Valgerola, nel cuore dell’altra neve. Attesa per l’avvio della stagione scialpinistica 2015, 2016
#Valgerola, #Valtellina, attesa per l’avvio della stagione scialpinistica delle Alpi Lombarde
La Valgerola, con le sue vette, le prime mete alpine raggiungibili venendo da Milano, dalla Brianza, dalle località prealpine comasche e lecchesi, ribadisce la propria prerogativa di località ambita dagli scialpinisti.
«La Valgerola è il comprensorio dove nevica di più di tutta la Lombardia – afferma Davide Spini, valtellinese, ex campione europeo juniores di Scialpinismo, guida alpina e Ragno di Lecco –. Altra località che è in cima nella classifica delle stazioni più innevate – prosegue – è Madesimo, Gerola si gioca il primato con la “perla della Valle Spluga”, skiarea celebre in questo senso, ma credo che il comprensorio orobico sopra Morbegno sia quello che riceve più precipitazioni in inverno, in assoluto». Valgerola regno della neve lombardo. «Caratteristica della Valgerola – prosegue Spini – sono proprio le abbondanti precipitazioni su perturbazioni che arrivano da ovest: con possibilità di trovare buona neve anche in stagioni asciutte: anche la vicina Val Tartano, altra laterale orobica ha più o meno le stesse condizioni invernali» , Val Tartano che non è però dotata, a differenza di Gerola, di impianti di risalita. «Il comprensorio si presta - precisa ancora Spini - ci sono interessanti gite da fare con gli sci sia nella zona sopra la funivia del Pescegallo, sia più a nord, con escursioni e discese come le classiche Cima della Rosetta e Monte Olano, che richiamano appassionati anche da Milano, dalla Brianza, dai centri del lecchese».

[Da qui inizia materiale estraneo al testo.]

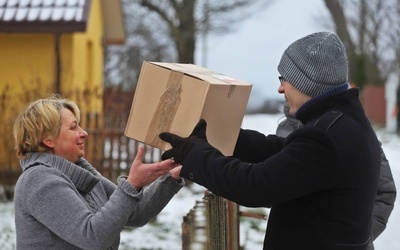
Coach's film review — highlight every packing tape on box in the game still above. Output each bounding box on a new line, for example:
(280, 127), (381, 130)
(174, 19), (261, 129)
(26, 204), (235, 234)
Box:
(146, 71), (184, 148)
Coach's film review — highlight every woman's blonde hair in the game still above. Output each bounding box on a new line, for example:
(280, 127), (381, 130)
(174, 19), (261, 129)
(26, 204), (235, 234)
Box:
(13, 95), (80, 158)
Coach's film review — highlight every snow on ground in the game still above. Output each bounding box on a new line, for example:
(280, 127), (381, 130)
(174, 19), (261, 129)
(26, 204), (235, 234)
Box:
(0, 114), (400, 250)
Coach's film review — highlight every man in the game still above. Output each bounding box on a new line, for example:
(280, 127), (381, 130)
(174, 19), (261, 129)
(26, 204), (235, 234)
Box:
(276, 102), (397, 250)
(160, 32), (381, 250)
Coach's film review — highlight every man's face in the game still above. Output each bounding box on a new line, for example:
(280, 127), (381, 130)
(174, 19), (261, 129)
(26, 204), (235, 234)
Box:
(278, 80), (311, 116)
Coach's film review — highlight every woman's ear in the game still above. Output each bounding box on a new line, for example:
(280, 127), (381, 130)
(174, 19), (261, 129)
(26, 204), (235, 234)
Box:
(42, 139), (54, 148)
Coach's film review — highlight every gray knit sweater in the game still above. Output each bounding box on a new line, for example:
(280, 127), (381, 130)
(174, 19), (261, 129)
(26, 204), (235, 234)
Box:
(14, 153), (184, 250)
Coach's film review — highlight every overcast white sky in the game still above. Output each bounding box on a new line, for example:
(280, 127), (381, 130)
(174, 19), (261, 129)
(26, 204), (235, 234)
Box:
(196, 0), (330, 105)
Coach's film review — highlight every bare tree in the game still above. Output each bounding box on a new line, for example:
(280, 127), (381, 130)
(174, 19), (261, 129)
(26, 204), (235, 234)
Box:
(324, 0), (400, 87)
(105, 0), (273, 89)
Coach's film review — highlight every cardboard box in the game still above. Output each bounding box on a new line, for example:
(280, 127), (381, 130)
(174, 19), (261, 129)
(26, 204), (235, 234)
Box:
(125, 62), (252, 156)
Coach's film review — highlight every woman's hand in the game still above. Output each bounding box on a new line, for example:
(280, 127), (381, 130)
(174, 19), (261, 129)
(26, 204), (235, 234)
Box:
(127, 147), (180, 190)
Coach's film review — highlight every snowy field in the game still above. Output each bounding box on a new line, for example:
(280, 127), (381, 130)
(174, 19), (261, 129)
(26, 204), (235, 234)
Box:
(0, 114), (400, 250)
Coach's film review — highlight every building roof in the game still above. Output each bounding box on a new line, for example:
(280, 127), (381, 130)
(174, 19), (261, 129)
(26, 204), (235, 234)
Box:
(0, 0), (125, 44)
(0, 0), (90, 32)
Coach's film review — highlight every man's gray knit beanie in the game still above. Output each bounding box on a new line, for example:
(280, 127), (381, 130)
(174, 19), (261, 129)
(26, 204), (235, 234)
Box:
(278, 32), (348, 97)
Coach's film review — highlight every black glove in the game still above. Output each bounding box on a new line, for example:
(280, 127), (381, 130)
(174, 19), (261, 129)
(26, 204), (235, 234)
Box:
(160, 119), (207, 164)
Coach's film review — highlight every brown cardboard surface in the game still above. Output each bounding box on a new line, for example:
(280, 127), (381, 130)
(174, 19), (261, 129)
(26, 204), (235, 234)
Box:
(125, 62), (252, 155)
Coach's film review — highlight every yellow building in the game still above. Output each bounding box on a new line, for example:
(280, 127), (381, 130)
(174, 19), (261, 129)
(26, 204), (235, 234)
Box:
(0, 0), (125, 182)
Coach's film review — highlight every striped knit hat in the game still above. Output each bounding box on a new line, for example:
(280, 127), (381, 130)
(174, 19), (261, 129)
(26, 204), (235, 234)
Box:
(278, 32), (348, 97)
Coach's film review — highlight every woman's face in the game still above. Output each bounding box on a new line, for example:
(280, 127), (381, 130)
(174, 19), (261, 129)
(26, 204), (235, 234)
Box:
(43, 108), (88, 163)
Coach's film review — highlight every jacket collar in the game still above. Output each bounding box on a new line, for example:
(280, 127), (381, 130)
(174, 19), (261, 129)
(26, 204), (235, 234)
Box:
(20, 152), (101, 193)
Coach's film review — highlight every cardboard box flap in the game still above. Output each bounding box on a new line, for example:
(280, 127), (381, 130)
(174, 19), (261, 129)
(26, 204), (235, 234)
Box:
(125, 61), (251, 155)
(149, 62), (251, 85)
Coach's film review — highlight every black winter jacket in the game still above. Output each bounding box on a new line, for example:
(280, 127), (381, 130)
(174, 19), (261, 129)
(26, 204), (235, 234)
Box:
(181, 89), (381, 250)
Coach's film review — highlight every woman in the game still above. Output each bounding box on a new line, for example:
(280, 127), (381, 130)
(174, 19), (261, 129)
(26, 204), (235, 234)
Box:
(14, 96), (184, 249)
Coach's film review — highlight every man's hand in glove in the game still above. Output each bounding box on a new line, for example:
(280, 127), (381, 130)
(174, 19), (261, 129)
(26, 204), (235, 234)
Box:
(160, 119), (207, 164)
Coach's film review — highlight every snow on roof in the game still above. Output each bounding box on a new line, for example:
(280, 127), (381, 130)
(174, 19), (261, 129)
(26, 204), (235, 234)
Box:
(0, 0), (91, 32)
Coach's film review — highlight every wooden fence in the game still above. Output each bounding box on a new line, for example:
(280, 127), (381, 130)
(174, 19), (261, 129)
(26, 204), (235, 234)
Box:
(182, 191), (240, 250)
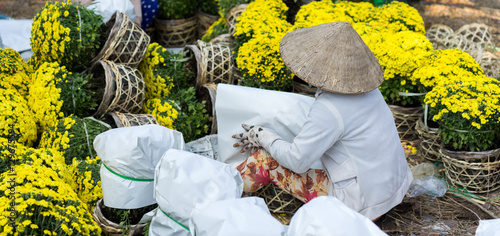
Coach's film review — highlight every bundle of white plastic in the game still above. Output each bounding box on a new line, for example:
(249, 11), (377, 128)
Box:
(149, 149), (243, 236)
(189, 197), (286, 236)
(287, 196), (387, 236)
(94, 125), (184, 209)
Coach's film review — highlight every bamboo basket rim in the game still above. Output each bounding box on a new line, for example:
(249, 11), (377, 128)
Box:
(91, 12), (151, 66)
(108, 111), (158, 128)
(92, 198), (147, 235)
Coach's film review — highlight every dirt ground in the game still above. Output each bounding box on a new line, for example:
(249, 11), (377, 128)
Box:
(0, 0), (500, 235)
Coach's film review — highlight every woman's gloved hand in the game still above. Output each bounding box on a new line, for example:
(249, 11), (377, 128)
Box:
(232, 124), (265, 154)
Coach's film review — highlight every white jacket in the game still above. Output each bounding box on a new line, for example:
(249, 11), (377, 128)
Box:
(259, 89), (413, 220)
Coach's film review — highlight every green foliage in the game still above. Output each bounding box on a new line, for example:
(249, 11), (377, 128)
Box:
(169, 87), (210, 143)
(439, 119), (500, 152)
(158, 0), (197, 20)
(163, 51), (196, 92)
(39, 116), (109, 165)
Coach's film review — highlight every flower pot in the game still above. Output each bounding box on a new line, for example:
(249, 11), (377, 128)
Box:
(154, 16), (198, 48)
(90, 60), (145, 117)
(91, 12), (151, 67)
(185, 40), (234, 88)
(92, 199), (147, 236)
(389, 105), (424, 141)
(439, 147), (500, 193)
(415, 116), (441, 162)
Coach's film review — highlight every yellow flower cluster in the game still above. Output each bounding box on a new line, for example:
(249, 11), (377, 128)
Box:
(0, 164), (101, 235)
(31, 2), (71, 68)
(412, 49), (484, 90)
(29, 1), (103, 71)
(0, 48), (31, 98)
(38, 117), (76, 150)
(139, 42), (174, 99)
(425, 71), (500, 129)
(234, 0), (293, 90)
(424, 74), (500, 152)
(143, 98), (179, 129)
(371, 31), (432, 81)
(0, 88), (37, 146)
(28, 62), (67, 131)
(294, 0), (377, 29)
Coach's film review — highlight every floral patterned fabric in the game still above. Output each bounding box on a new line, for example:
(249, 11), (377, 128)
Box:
(236, 149), (330, 202)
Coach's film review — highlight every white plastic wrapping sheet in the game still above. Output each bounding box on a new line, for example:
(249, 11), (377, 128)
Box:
(94, 125), (185, 209)
(150, 149), (243, 235)
(0, 19), (33, 52)
(476, 219), (500, 236)
(189, 197), (286, 236)
(287, 196), (387, 236)
(215, 84), (323, 169)
(148, 208), (191, 236)
(87, 0), (136, 23)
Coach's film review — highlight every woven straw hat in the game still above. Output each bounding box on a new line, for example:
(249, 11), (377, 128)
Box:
(280, 21), (384, 94)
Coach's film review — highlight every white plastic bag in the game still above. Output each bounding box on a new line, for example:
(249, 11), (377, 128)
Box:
(287, 196), (387, 236)
(0, 19), (33, 52)
(94, 125), (184, 209)
(476, 219), (500, 236)
(87, 0), (136, 23)
(189, 197), (285, 236)
(185, 134), (219, 161)
(215, 84), (323, 169)
(149, 149), (243, 235)
(406, 163), (448, 197)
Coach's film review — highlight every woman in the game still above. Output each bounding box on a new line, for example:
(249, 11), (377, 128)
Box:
(233, 22), (412, 220)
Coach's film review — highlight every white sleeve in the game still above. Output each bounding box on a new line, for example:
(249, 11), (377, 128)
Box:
(259, 99), (344, 173)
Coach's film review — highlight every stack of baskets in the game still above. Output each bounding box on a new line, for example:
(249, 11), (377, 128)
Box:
(89, 12), (150, 121)
(426, 23), (500, 78)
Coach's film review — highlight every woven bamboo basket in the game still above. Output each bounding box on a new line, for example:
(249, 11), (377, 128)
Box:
(389, 105), (424, 141)
(439, 148), (500, 193)
(91, 12), (151, 67)
(209, 34), (234, 51)
(92, 199), (147, 236)
(109, 111), (158, 128)
(456, 23), (493, 51)
(226, 4), (248, 36)
(196, 11), (220, 38)
(479, 52), (500, 78)
(248, 183), (304, 225)
(425, 24), (455, 50)
(154, 16), (198, 48)
(90, 60), (145, 117)
(185, 40), (234, 87)
(415, 116), (441, 162)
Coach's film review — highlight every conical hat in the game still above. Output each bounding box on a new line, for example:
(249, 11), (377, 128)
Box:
(280, 22), (384, 94)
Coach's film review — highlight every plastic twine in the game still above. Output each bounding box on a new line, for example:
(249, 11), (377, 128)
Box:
(76, 6), (83, 54)
(102, 163), (154, 182)
(158, 207), (189, 231)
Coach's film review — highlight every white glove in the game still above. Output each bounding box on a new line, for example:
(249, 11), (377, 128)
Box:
(232, 124), (265, 154)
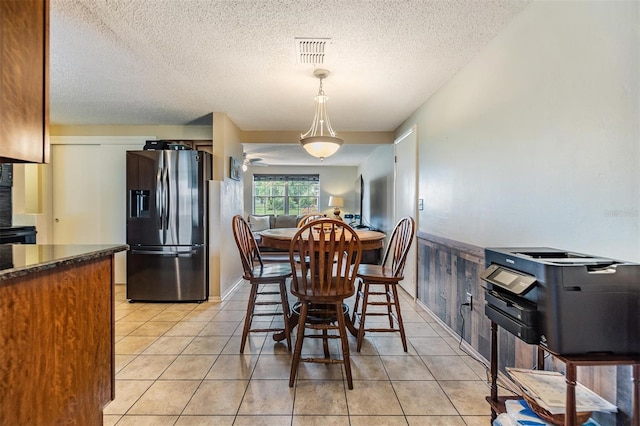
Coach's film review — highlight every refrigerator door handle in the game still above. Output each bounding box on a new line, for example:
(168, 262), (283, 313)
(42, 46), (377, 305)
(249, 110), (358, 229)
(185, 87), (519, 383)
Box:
(156, 168), (164, 229)
(162, 167), (171, 231)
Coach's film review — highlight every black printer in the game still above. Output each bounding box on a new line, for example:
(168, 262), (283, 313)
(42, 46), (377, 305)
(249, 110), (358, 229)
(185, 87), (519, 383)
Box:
(481, 247), (640, 355)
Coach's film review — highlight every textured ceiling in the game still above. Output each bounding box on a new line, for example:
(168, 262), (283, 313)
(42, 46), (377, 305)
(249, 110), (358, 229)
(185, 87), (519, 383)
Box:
(50, 0), (528, 163)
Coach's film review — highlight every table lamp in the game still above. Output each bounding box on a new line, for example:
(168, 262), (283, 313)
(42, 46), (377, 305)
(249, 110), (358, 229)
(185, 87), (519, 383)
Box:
(329, 196), (344, 220)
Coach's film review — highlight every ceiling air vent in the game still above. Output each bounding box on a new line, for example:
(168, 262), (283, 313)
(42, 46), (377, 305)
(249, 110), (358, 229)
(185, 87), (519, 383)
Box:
(295, 38), (331, 65)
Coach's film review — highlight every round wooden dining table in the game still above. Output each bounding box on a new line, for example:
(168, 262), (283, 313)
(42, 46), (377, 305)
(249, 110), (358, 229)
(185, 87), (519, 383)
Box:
(260, 228), (385, 341)
(260, 228), (385, 263)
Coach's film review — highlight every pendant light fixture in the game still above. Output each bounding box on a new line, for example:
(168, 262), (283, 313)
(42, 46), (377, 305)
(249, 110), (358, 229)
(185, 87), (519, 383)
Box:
(300, 69), (344, 160)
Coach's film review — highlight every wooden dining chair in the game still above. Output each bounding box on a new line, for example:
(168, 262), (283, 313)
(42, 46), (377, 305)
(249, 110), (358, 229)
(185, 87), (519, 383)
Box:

Le Gite classiche della Valle, sul sito Valgerola online: http://www.valgerolaonline.it/it/inverno/scialpinismo/
Dai tracciatori di gara e dalle guide qualche indicazione per chi vuole frequentare la Valgerola e più in generale la montagna d'inverno, fuori pista. «Se si intrecciano impianti di risalita e ski aree non ostacolare i “discesisti”, e muoversi al di fuori delle piste. Altra raccomandazione, essere sempre attrezzati con il kit di sicurezza antivalanga, con la pala ripiegabile, l'Arva, apparecchio di ricerca per le vittime di valanghe, e la sonda. Lo stesso discorso vale per chi si muove sui nostri percorsi scialpinistici con le ciaspole, lo sport e l'attività in ambiente montano innevato devono sempre di più, giovarsi di queste “dotazioni salvavita”. La Valgerola è montagna integra ma non troppo selvaggia, dal buon carattere, con pendii non troppo severi e senza situazioni troppo complesse per i problemi legati alle valanghe: sempre a patto di muoversi in un certo modo, conoscenza delle condizioni meteo, dello stato del manto nevoso, e attrezzature antivalanga al seguito».